Note that $(n+1)x_{n+1}-nx_n=x_n^2$, so summing gives $(n+1)x_{n+1}=2+x_1^2+...+x_n^2>\sum x_i^2 \geq \frac {(\sum x_i)^2}{n} $, done.

Here's a less smart solution: Let $S_n=x_1+\ldots+x_n$ for all $n$. We need to prove that $S_n < \sqrt{n(n+1)x_{n+1}}$. We procceed inductively. For $n=1$, the desired inequality obviously holds.
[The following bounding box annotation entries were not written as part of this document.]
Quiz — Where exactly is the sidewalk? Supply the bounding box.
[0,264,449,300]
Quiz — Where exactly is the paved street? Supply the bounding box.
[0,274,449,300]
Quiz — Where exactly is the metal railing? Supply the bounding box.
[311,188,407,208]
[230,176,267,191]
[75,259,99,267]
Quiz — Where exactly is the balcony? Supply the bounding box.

Now, note that $S_{n+1}=S_n+x_{n+1}<\sqrt{n(n+1)x_{n+1}}+x_{n+1},$ and so it suffices to prove that $\sqrt{n(n+1)x_{n+1}}+x_{n+1}<\sqrt{(n+1)(n+2)x_{n+2}}$ However, $(n+2)x_{n+2}=x_{n+1}(x_{n+1}+n+1)$, and so we are left with proving $\sqrt{n(n+1)x_{n+1}}+x_{n+1}<\sqrt{(n+1)x_{n+1}(x_{n+1}+n+1)}$ Now, this dies to some easy algebraic manipulations, as it is equivalent to $2\sqrt{nx_{n+1} \cdot (n+1)}<nx_{n+1}+(2n+1),$ which is immediate from AM-GM and $2n+1>n+1$.